The crucial insight is that a player becomes an ECS entity only when they join a world. Before that, the PlayerRef exists but has no corresponding entity. When the player enters a world, the entity field gets populated with a Ref<EntityStore> pointing to their actual ECS entity. If they leave the world (perhaps to switch to another), the link breaks - the PlayerRef remains, but the entity reference becomes invalid. Their data is preserved in the holder field until they join a new World.

You can find players through the Universe using either their UUID (Universally Unique Identifier - a permanent player identity that never changes) or their username:

// By UUID (always works)
PlayerRef player = universe.getPlayer(uuid);

// By name
PlayerRef steve = universe.getPlayerByUsername("Steve", NameMatching.EXACT);
PlayerRef partial = universe.getPlayerByUsername("Ste", NameMatching.STARTS_WITH);

Working with Entities

In Hytale, an entity reference is wrapped in a Ref - think of it as a house address that points to one specific entity. The Store is the village where all those houses live.

Ref<EntityStore> zombieRef = ...;  // Points to one zombie
Store<EntityStore> store = world.getEntityStore().getStore();

To access components, you also need a ComponentType - a fast identifier that uses integer indices internally for performance. Hytale processes thousands of entities per frame, so this efficiency matters.

Validating References

Entity references can become invalid. If an entity is removed from the world (killed, despawned, or the player disconnects), any Ref pointing to it becomes stale. Before using a Ref, you should check its validity:

if (ref.isValid()) {
    // Safe to use the ref
    TransformComponent transform = store.getComponent(ref, TransformComponent.getComponentType());
    // ...
} else {
    // Entity was removed - handle gracefully
}

Alternatively, you can attempt the operation and catch the exception if the entity no longer exists.
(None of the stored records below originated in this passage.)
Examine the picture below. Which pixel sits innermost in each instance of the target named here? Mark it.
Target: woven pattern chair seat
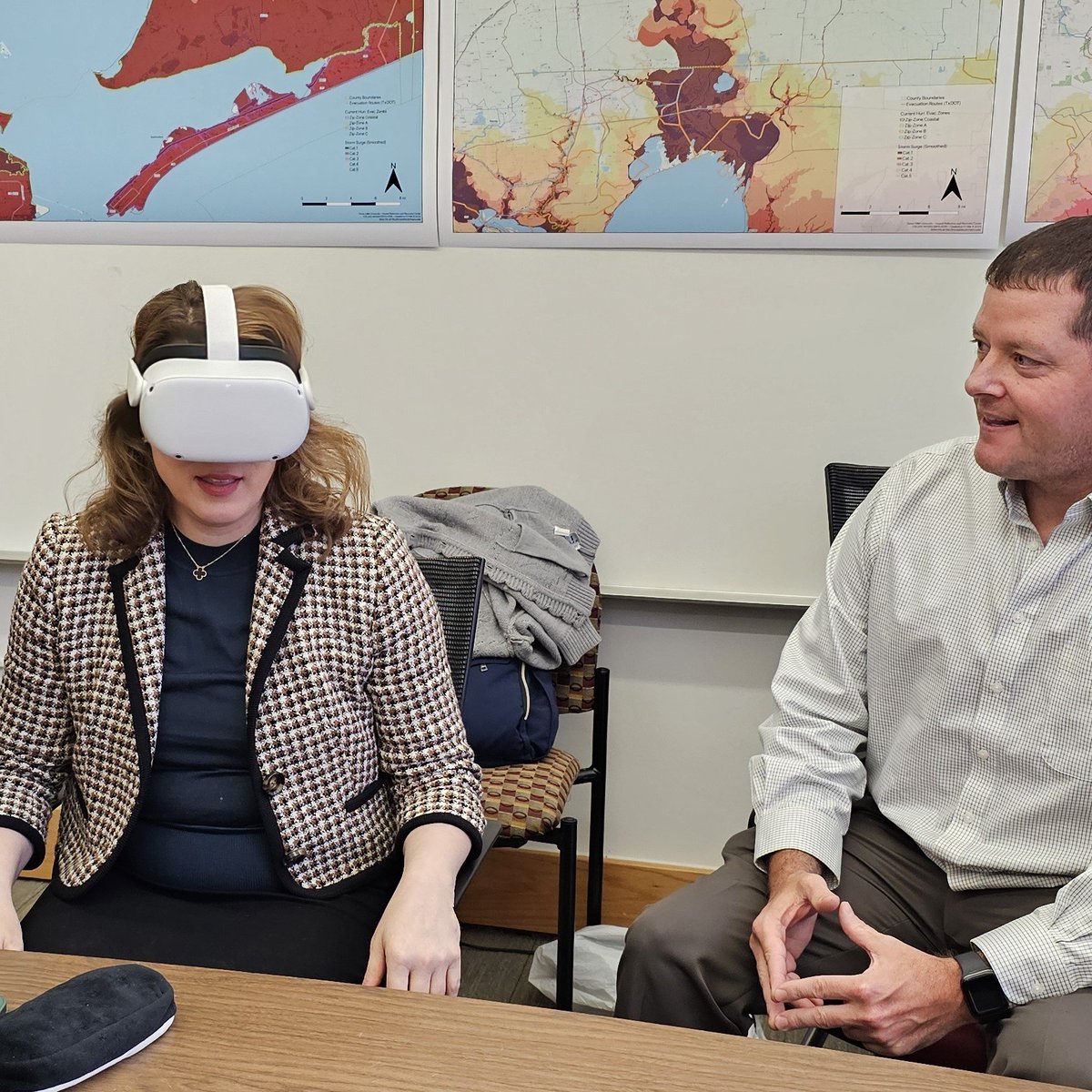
(528, 800)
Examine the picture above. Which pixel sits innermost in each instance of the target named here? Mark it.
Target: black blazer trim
(37, 842)
(467, 828)
(366, 794)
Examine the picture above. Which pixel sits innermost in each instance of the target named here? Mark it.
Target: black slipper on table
(83, 1026)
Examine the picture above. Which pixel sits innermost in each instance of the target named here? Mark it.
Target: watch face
(984, 996)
The choice depends on your use case - validation is cleaner for predictable flows, while exception handling works better when invalid Refs are rare edge cases.

Store Methods

The Store provides four fundamental operations for working with components:

MethodWhat it does
getComponent(ref, type)Get a component from an entity
addComponent(ref, type, instance)Add a component to an entity
removeComponent(ref, type)Remove a component
hasComponent(ref, type)Check if entity has a component

The fundamental pattern you’ll use constantly is: get the Ref, get the Store, get the component, read the data.
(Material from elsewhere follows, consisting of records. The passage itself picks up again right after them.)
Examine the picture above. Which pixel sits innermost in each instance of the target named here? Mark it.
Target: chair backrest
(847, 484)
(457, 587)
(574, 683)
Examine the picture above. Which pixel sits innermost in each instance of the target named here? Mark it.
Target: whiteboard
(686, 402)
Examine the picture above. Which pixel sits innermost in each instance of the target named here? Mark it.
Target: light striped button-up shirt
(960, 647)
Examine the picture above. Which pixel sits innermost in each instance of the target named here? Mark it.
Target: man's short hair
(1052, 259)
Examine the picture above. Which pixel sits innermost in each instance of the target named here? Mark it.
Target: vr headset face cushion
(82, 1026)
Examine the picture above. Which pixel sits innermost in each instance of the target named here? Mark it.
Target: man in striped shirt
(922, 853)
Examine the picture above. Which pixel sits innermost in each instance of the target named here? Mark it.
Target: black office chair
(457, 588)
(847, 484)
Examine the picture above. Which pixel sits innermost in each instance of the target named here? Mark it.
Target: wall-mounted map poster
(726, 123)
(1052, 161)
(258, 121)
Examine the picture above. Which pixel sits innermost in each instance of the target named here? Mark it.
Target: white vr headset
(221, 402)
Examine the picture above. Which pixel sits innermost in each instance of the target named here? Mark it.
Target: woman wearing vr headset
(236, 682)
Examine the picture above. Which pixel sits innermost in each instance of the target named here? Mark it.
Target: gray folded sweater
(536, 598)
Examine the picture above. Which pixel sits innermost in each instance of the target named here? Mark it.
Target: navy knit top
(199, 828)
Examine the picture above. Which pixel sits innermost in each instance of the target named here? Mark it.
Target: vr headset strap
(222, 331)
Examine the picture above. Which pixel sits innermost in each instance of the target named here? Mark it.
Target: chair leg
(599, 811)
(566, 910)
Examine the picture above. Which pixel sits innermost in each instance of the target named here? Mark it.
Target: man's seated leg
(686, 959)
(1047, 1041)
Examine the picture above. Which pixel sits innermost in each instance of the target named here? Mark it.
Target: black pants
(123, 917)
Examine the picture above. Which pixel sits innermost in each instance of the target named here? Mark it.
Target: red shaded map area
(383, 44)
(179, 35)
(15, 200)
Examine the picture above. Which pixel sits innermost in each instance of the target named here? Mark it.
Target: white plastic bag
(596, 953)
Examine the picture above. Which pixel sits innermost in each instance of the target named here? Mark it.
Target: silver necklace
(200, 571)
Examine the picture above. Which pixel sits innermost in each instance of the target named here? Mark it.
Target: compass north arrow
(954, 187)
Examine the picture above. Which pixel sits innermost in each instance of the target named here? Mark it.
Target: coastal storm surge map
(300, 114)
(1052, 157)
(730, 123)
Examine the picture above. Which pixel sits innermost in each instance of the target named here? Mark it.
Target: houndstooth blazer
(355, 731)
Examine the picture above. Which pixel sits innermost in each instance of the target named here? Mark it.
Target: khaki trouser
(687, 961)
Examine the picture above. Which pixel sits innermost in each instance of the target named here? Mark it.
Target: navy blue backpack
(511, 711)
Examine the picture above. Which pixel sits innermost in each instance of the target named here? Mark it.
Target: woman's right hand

Ref<EntityStore> ref = ...;
Store<EntityStore> store = ...;

TransformComponent transform = store.getComponent(
    ref,
    TransformComponent.getComponentType()
);

Vector3d position = transform.getPosition();

Writing components follows the same pattern. You can add new components, modify existing ones, or remove them:

// Add a speed boost
store.addComponent(ref, SpeedBoostComponent.getComponentType(),
    new SpeedBoostComponent(1.5f, 10.0f));

// Modify position (teleport)
TransformComponent transform = store.getComponent(ref, TransformComponent.getComponentType());
transform.getPosition().set(100, 64, 200);

// Remove the speed boost
store.removeComponent(ref, SpeedBoostComponent.getComponentType());

A common ECS pattern is using components as triggers. To teleport a player, you don’t modify their position directly - you add a Teleport component. A TeleportSystem runs every tick, finds entities with Teleport components, moves them, and then removes the component. The component acts as a “request” that a System fulfills.

System Types

Hytale has different System types depending on when your code needs to run. Choosing the right System type is crucial for plugin developers - it determines not only when your code executes, but also how efficiently it integrates with Hytale’s game loop.

EntityTickingSystem

The EntityTickingSystem runs every frame. Use it for continuous logic like timers, physics, AI behavior, or health regeneration. You define a Query that filters which entities to process:

public class PoisonDamageSystem extends EntityTickingSystem<EntityStore> {

    @Override
    public Query<EntityStore> getQuery() {
        return Query.and(
            HealthComponent.getComponentType(),
            PoisonedComponent.getComponentType()
        );
    }

    @Override
    public void tick(float dt, int index, ArchetypeChunk<EntityStore> chunk,
                     Store<EntityStore> store, CommandBuffer<EntityStore> cmd) {
        // dt = delta time (seconds since last frame)
        // Use it for frame-rate independent logic
    }
}

The dt parameter is the delta time - the seconds since the last frame. At 60 frames per second (FPS), it’s about 0.016 seconds. Always multiply time-based values by dt so your logic works the same regardless of frame rate:

health -= 10 * dt;  // Correct: same damage per second regardless of FPS
health -= 10;        // Wrong: 600 damage/sec at 60fps, 300 at 30fps!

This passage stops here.